Pour Jean-Pierre Couteron, président de la Fédération Addiction, cette technique est particulièrement insidieuse. « On se présente chez vous à un moment de détente, avec un personnage auquel vous vous êtes identifié, illustre-t-il. Il consomme de l’alcool et pose la bouteille avec une marque visible. L’empreinte sur votre cerveau n’est pas la même que le discours sur les dégâts de l’alcool lors d’une conférence. »
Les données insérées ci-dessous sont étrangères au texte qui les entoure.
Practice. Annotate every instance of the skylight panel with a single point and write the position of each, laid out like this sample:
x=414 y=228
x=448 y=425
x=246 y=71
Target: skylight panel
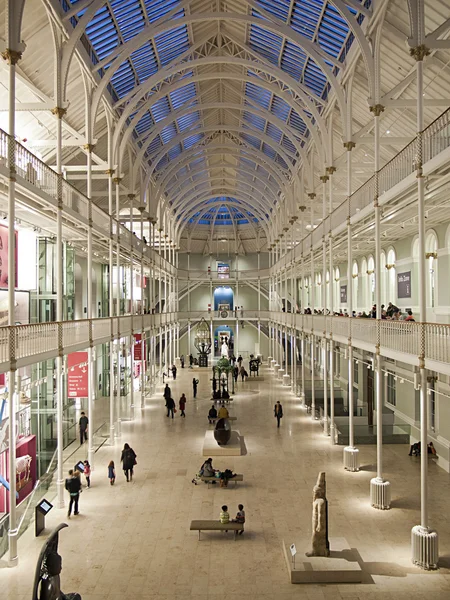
x=266 y=43
x=160 y=109
x=280 y=108
x=171 y=44
x=273 y=132
x=255 y=120
x=277 y=8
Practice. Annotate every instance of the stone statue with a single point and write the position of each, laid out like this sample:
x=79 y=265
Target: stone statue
x=320 y=542
x=47 y=585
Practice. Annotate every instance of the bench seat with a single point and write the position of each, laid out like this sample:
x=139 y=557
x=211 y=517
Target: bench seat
x=205 y=525
x=208 y=480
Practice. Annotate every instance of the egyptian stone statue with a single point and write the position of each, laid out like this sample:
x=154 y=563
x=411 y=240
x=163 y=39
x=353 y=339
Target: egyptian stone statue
x=320 y=543
x=47 y=577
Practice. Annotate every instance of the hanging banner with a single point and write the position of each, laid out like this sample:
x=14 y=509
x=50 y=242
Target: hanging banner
x=404 y=285
x=4 y=243
x=77 y=376
x=137 y=348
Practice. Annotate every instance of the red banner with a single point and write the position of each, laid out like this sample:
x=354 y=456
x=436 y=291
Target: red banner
x=137 y=348
x=77 y=376
x=4 y=243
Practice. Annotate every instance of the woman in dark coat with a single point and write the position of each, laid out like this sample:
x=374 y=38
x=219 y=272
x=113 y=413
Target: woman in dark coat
x=128 y=460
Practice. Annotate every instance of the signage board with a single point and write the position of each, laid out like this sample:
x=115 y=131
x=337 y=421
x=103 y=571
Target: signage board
x=404 y=285
x=77 y=376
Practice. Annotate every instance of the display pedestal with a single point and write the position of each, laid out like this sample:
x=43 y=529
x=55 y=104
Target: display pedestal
x=351 y=459
x=235 y=447
x=380 y=493
x=340 y=567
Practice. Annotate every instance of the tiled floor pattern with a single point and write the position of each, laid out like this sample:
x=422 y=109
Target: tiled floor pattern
x=132 y=541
Des mécanismes de protection

De fait, ces placements de produits et cette consommation pléthorique ont un effet marquant sur le comportement des jeunes. Pour objectiver le phénomène, les chercheurs ont réalisé un sondage auprès de 2 600 jeunes, âgés de 15 à 20 ans. Sans surprise, les marques d’alcool les plus plébiscitées sont celles qui sont mises en avant dans les séries les plus regardées. Et les adeptes du marathon télé cèdent plus souvent aux sirènes de la biture express que les autres. « Ce n’est pas surprenant, lâche Jean-Pierre Couteron. Contrairement au discours des fabricants, il y a un calcul pour aller sur le terrain des jeunes. Cette étude montre à quel point cela fonctionne. »
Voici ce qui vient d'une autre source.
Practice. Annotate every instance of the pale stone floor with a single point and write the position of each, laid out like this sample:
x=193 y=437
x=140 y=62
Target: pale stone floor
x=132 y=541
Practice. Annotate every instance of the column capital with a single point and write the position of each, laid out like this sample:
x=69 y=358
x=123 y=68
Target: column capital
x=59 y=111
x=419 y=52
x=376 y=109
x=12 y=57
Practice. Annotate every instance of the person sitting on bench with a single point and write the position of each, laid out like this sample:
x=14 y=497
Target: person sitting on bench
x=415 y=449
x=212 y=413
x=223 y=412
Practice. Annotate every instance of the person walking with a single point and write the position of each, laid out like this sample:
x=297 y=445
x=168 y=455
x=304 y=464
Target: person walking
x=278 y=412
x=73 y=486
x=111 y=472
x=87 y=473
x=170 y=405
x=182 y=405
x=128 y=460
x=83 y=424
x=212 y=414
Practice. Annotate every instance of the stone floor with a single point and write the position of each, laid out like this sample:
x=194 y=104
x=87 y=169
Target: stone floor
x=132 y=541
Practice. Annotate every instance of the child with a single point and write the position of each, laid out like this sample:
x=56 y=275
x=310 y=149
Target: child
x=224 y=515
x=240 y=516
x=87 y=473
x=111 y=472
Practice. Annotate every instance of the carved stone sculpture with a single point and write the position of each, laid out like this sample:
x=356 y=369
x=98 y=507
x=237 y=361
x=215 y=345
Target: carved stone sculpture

En France, des mécanismes ont été mis en place pour protéger le public jeune. La loi Evin interdit toute publicité sur les substances alcooliques. Le Conseil Supérieur de l’Audiovisuel (CSA) est également chargé d’afficher les avertissements nécessaires lorsqu’une consommation est présentée. Mais plusieurs séries américaines sont diffusées sans message à destination des adolescents, ni même de pastille d’interdiction à une classe d’âge. « Cela laisse songeur sur la cohérence de notre action, se désole Jean-Pierre Couteron. Nous avons beaucoup bataillé sur l’interdiction de la vente aux mineurs, mais nous sommes en retard sur le marketing et la présentation des émissions et des séries. »

La loi Evin débordée

Sans compter que les jeunes passent entre les mailles de ce filet législatif qui ne correspond plus aux modes de consommation actuels. Un quatre d’entre eux regarde des films ou des séries en streaming, 14 % les téléchargent… parfois avant même leur diffusion française. Dans ces conditions, difficile d’appliquer la loi Evin. La Fédération Addiction a bien demandé, en 2009, que ce texte soit étendu à Internet. Mais la requête a été refusée. « Nous sommes incapables de l’étendre au premier outil de consommation de médias des adolescents. Ne soyons donc pas surpris d’observer de tels résultats », tranche le président de la Fédération.

Une seule solution pour ce psychologue : l’alcool ne doit plus être considéré comme un produit de consommation courante. « Il faut accepter que le circuit ne soit pas traité de la même façon que celui de la vente de pain », estime Jean-Pierre Couteron. Car outre la présentation dans les séries télévisées, les publicités posent problème. Sans être ouvertement destinées aux jeunes, elles peuvent atteindre ce public avec une efficacité redoutable.

Des travaux de l’Observatoire français des drogues et des toxicomanies (OFDT) pourraient bien confirmer cela. L’agence prévoit, dans son programme annuel, de « mieux cerner l’impact des stratégies marketing développées par les industries de l’alcool et du tabac pour influencer les représentations et les pratiques de consommation des jeunes ». Ces travaux, qui devraient être publiés après l’été, ont été menés grâce à un module inclus dans l’enquête ESPAD 2015. L’Observatoire compte les approfondir cette expérience avec le laboratoire de l’EHESP, et le reconduire « dans le cadre d’autres dispositifs d’enquêtes ».